Öte yandan, özel kuruluşlar bakımından da getirdiği istisna hükümleriyle aslında kişisel verilerin ticarileşmesi, kişisel verilerin alınıp satılması önünde birçok açık kapı bıraktığı için de şeklen aslında Avrupa mevzuatıyla uyum sağlayan fakat esasen devletin ve piyasanın yurttaş üzerindeki hâkimiyetini onaylayan ve aslında bunu güvence altına alan bir yasayla karşı karşıyayız. O nedenle bu yasanın iyileştirilmesi bu temel çelişkiden kurtulmadıkça mümkün değil ama biz bu 16'ncı maddeyi hiç değilse kurtarabilirsek belki bu önergeyle, bir adım daha ileriye atmış olabiliriz.
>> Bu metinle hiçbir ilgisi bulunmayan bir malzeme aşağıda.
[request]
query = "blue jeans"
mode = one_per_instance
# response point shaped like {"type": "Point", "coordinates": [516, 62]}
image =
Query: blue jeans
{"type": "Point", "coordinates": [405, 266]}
Şahsen görüşüm ve grubumuzun da görüşü şudur ki Kişisel Verilerin Korunması Yasa Tasarısı Türkiye Cumhuriyeti'nin Osmanlı Devleti'nden tevarüs ettiği, Osmanlı Devleti'nde mevcut bütün yukarıdan aşağı yönetme ve hükmetme mekanizmalarının hepsinin şimdi Avrupai bir kılık altında yeniden üremesi sonucunu vermektedir. O nedenle, bu temel çelişki çözülmedikçe yani Türkiye kişi haklarını güvence altına alan ve kişi haklarının ihlalini en önemli insan hakları ihlali olarak gören bir yeni anayasal rejime kavuşmadan evvel bütün bunların bir değeri ne yazık ki olmayacaktır. Tabii ki buna karşı Anayasa Mahkemesi kapısı açıktır ancak Anayasa Mahkemesinin de bu bakımdan bir güvence teşkil edeceği şüphelidir.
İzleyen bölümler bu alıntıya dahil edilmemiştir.